Reduced dry season transpiration is coupled with shallow soil water use in tropical montane forest trees.

Tropical montane cloud forests (TMCF) are ecosystems particularly sensitive to climate change; however, the effects of warmer and drier conditions on TMCF ecohydrology remain poorly understood. To investigate functional responses of TMCF trees to reduced water availability, we conducted a study during the 2014 dry season in the lower altitudinal limit of TMCF in central Veracruz, Mexico.

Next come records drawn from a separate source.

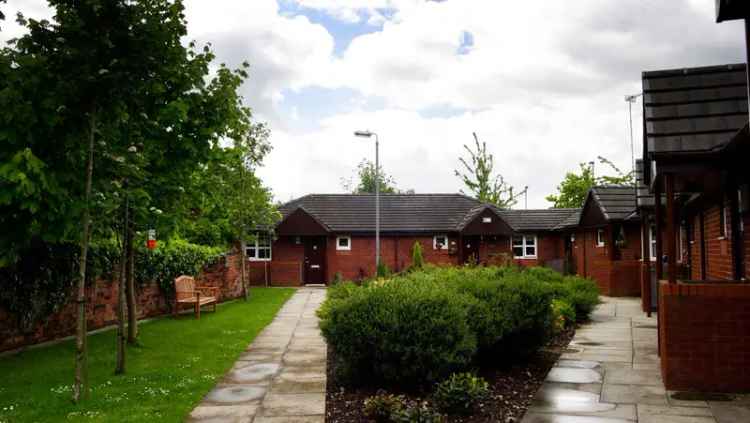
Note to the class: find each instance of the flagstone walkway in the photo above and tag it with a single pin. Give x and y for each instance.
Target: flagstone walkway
(282, 375)
(610, 374)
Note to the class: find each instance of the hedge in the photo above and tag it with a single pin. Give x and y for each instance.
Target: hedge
(420, 326)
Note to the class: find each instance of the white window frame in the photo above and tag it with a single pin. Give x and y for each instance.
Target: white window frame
(348, 246)
(443, 246)
(253, 247)
(652, 242)
(526, 242)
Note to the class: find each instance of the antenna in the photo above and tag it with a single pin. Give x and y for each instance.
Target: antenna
(632, 99)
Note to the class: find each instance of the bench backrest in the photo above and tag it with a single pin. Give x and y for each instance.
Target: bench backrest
(184, 287)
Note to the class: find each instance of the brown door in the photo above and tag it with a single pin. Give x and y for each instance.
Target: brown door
(471, 249)
(315, 257)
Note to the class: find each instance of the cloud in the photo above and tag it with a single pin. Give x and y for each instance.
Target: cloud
(285, 52)
(542, 82)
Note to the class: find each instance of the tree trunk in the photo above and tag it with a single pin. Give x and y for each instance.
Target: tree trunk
(120, 364)
(129, 279)
(243, 271)
(80, 383)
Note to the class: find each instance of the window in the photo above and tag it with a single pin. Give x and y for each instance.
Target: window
(681, 240)
(524, 246)
(440, 242)
(344, 243)
(652, 243)
(259, 249)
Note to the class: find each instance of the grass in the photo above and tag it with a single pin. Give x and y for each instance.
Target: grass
(177, 362)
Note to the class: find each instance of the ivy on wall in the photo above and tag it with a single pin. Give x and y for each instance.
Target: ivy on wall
(41, 282)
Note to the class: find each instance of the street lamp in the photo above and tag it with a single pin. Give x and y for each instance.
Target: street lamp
(370, 134)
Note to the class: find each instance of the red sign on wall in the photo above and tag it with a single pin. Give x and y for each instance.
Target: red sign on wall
(151, 242)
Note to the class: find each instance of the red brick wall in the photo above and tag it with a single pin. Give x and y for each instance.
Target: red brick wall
(549, 247)
(705, 338)
(614, 277)
(101, 307)
(395, 251)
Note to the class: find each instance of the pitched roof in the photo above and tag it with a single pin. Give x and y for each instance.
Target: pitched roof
(617, 202)
(539, 219)
(418, 213)
(693, 110)
(398, 212)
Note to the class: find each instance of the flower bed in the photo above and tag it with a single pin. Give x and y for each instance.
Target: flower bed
(416, 329)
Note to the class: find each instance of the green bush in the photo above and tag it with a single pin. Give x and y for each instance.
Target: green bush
(420, 326)
(419, 413)
(397, 332)
(563, 315)
(461, 393)
(171, 260)
(383, 271)
(417, 259)
(382, 407)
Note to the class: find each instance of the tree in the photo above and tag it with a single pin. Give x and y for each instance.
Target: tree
(572, 191)
(106, 114)
(477, 176)
(366, 177)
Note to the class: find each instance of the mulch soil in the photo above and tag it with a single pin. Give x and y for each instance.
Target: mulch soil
(513, 386)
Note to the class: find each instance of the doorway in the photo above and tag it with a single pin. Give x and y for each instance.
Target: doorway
(470, 249)
(315, 260)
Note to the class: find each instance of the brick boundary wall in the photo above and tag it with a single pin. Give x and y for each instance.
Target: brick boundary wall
(705, 336)
(101, 306)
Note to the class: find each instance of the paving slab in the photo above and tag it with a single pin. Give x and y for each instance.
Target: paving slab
(281, 377)
(728, 412)
(610, 374)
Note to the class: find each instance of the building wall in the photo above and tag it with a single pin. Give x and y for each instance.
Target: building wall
(395, 252)
(285, 268)
(615, 277)
(705, 337)
(719, 260)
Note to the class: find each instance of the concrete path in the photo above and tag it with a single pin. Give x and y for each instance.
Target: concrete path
(610, 374)
(282, 375)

Temporal variations of transpiration, depth of water uptake and tree water sources were examined for three dominant, brevi-deciduous species using micrometeorological, sap flow and soil moisture measurements, in combination with oxygen and hydrogen stable isotope composition of rainfall, tree xylem, soil and stream water. Over the course of the dry season, reductions in crown conductance and transpiration were observed in canopy species (43 and 34%, respectively) and mid-story trees (23 and 8%), as atmospheric demand increased and soil moisture decreased. Canopy species consistently showed more depleted isotope values compared to mid-story trees. However, MixSIAR Bayesian model results showed that the evaporated (enriched) soil water pool was the main source for trees despite reduced soil moisture. Additionally, while increases in tree water uptake from deeper to shallower soil water sources occurred, concomitant decreases in transpiration were observed as the dry season progressed. A larger reduction in deep soil water use was observed for canopy species (from 79 ± 19 to 24 ± 20%) compared to mid-story trees (from 12 ± 17 to 10 ± 12%). The increase in shallower soil water sources may reflect a trade-off between water and nutrient requirements in this forest.